What I find so interesting about the film and the stories (some of which I have heard) is that they are so clearly ways of imagining an ideal (time-out-of-time) local world. Quebec has worked very explicity towards greater openness, and twoards promoting immigration. As in many places, this has created tensions around who is a Quebecer and what Quebec culture means. But as much as Babine explicitly imagines a settled, French-Catholic interpretation of what is Quebec by focusing on the village and church as opposed to the hunting camp or river (and certainly not to the Algonquin village), it also does some less insidious cultural work. This kind of story, where grand myths play out in a real local place, helps people re-imagine belonging to somewhere in particular. In a post-modern reality of balancing multiple identities, it provides a simple pre-modern idea of belonging to where you are. Furthermore, it suggests that great human dramas and inspirations come from those places, and belong to them even as they develop universal themes.

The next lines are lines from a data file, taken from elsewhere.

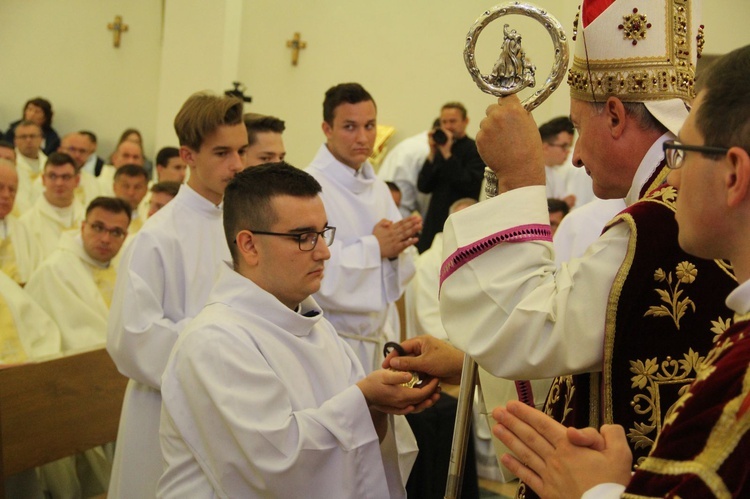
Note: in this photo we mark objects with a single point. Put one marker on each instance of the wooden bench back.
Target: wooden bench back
(53, 409)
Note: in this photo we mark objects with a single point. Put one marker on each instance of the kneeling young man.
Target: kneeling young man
(261, 398)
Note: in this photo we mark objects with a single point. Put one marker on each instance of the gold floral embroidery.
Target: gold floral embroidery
(666, 195)
(685, 273)
(634, 26)
(649, 376)
(719, 326)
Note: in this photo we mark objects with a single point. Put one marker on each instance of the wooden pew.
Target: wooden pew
(56, 408)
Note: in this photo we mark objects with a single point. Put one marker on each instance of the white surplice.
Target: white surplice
(45, 223)
(260, 401)
(360, 287)
(19, 253)
(163, 281)
(36, 331)
(64, 286)
(106, 180)
(422, 307)
(511, 309)
(583, 226)
(28, 190)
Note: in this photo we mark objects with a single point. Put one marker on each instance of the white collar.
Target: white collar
(650, 162)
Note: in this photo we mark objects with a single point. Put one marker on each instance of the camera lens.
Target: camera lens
(439, 137)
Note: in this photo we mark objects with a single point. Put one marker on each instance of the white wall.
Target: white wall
(62, 51)
(407, 54)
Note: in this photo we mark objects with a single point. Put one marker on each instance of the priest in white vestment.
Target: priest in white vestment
(30, 161)
(164, 279)
(131, 185)
(372, 259)
(74, 285)
(261, 396)
(56, 210)
(27, 333)
(17, 250)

Of course many people don’t want to go and live in villages. And people who live in villages are also connected to other people in many places, telling stories and making myths and negotiating complexity. Quebec and Canada are more diverse and urbanized than ever, with all the complexity and promise that that implies. But as the trope of the network society loses its luster amid financial collapse and postmodern ennui, films and stories like Babine are imagining the local as the place to belong. We should attend to the promise – and pitfalls – of this cultural turn.